Selon le ministre ukrainien des Finances, son pays a obtenu la suspension des remboursements de sa dette jusqu’en février 2030. C’est ce que prévoyait le Fonds monétaire international, grand ordonnateur de ce type d’opérations. Cette fois, il y mettait entre autres comme condition que l’État ukrainien augmente la TVA et l’impose notamment aux locations de logement. Autrement dit, tout en sachant que la dette, de guerre, mais pas seulement, de l’Ukraine est si immense qu’elle ne pourra jamais la rembourser, ses « amis » banquiers occidentaux et leurs États entendent en reporter le plus possible la charge sur les classes populaires.

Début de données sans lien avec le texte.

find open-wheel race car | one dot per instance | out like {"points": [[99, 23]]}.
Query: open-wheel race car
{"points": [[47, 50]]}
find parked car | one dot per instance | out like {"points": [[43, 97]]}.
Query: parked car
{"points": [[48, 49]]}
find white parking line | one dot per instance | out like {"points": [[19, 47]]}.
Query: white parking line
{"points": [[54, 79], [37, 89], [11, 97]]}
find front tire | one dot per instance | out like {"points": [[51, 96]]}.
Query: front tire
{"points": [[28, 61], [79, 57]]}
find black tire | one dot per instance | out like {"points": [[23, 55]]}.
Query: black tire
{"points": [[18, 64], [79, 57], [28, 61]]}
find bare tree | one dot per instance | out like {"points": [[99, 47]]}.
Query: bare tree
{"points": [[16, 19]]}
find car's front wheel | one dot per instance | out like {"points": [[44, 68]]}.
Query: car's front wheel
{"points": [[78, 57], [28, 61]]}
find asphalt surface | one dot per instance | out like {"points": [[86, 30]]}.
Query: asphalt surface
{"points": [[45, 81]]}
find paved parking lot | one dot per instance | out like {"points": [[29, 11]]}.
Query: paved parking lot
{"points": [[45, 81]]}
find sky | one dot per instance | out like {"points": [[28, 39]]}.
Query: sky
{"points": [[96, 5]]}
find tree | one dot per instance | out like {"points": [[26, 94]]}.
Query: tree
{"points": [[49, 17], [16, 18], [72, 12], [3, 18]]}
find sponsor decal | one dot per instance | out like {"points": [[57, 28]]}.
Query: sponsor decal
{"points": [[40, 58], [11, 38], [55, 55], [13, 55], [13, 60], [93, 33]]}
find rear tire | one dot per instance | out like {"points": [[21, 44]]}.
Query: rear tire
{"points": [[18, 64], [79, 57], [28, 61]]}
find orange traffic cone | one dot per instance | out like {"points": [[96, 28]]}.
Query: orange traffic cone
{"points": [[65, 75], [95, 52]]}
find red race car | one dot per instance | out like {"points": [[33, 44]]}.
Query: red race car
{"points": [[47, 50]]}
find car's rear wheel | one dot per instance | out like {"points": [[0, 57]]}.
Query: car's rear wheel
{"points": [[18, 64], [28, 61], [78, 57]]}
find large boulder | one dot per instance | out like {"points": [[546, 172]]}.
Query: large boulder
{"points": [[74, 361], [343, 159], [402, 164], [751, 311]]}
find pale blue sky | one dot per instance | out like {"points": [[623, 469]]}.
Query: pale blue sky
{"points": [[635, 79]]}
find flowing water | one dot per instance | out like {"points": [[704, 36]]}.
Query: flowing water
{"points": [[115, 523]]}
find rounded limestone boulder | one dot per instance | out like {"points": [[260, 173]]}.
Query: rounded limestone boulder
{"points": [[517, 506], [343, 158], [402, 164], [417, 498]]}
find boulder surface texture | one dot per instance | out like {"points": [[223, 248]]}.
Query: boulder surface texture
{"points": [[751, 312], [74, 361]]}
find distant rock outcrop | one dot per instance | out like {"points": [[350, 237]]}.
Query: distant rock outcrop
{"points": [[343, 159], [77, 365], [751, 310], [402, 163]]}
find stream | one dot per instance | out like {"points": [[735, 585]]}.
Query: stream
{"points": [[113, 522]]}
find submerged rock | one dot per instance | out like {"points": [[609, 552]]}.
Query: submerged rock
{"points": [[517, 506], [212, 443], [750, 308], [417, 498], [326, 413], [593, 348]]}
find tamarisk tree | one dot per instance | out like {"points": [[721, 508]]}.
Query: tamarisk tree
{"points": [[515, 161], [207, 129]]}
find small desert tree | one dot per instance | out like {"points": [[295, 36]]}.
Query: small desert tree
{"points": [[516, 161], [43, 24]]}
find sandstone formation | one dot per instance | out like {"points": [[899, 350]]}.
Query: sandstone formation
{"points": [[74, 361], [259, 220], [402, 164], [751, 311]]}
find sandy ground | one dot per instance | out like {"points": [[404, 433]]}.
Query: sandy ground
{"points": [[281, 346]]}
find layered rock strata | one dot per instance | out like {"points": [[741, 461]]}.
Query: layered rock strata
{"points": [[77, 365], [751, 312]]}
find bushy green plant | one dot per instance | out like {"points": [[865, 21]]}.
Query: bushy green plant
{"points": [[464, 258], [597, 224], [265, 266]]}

Bien sûr, cela pose quelques problèmes parlementaires au président ukrainien pour faire adopter de telles mesures, ou plutôt pour en faire endosser la paternité à ses députés à la Rada, le Parlement. Mais le régime, et c’est aussi pour cela que ses parrains occidentaux le tiennent à bout de bras, trouvera bien un moyen pour satisfaire et la finance internationale et les oligarques locaux au détriment des classes laborieuses d’Ukraine.
Preuve de sa bonne volonté en la matière, Zelenski a signé la loi n° 15110 qui prolonge le prélèvement dit exceptionnel de la taxe militaire pour une durée de trois ans après la fin de la guerre, alors même qu’on ne la voit pas venir. Autant dire que l’exceptionnel est appelé à durer. Et à durer longtemps, puisque le gouvernement vient de déclarer que la population ukrainienne est assez nombreuse pour « tenir encore dix ans » face à l’armée du Kremlin.
Précision qui éclaire les priorités du régime, cette taxe militaire, qui est de 5 % sur les salaires, n’est que de 1 % sur les revenus des personnes morales, entendre les entreprises.